Let M(h) be the minimum number of nodes in an AVL tree of height h. In such a tree it can be shown that M(h) = M(h-1) + M(h-2) + 1. [You don’t need to know why to answer this question but it is based on the minimum nodes in the left subtree and right subtree plus the root.] Now using this fact, prove using mathematical induction that M(h) = F(h+3) – 1 where F(0) = 0, F(1) = 1, F(x) = F(x-1) + F(x-2) for x>1.

## Expert Answer

M(h) = M(h-1) + M(h-2) +1

We need to prove by induction

M(h) = F(h+3) – 1 Where F{0} = 0, F(1) = 1, F(x) = F(x-1) + F(x-2)
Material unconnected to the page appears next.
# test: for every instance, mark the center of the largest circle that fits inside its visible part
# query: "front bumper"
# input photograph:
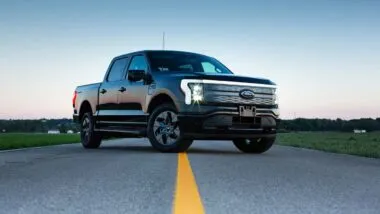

The basic step h = 0 , we get M(h) as follows:

M(0) = F(3) -1

= F(2) + F(1) -1

= F(1) + F(0) + F(1) -1

= 1 + 0 + 1 -1

= 1 (Which is true)

Let us assume this holds for h = k then we need to prove for k+ 1 that

M(k+1) = F(k+4) – 1

Proof:

M(k+1) = M(k) + M(k-1) + 1 // As per the fact

= F(k+3) -1 + F(k+2) -1 + 1 As per the assumption which is true up to h=k

= F(k+3) + F(k+2) – 1

= F(k+4) -1 // As F(x) = F(x-1) + F(x-2)

Hence proved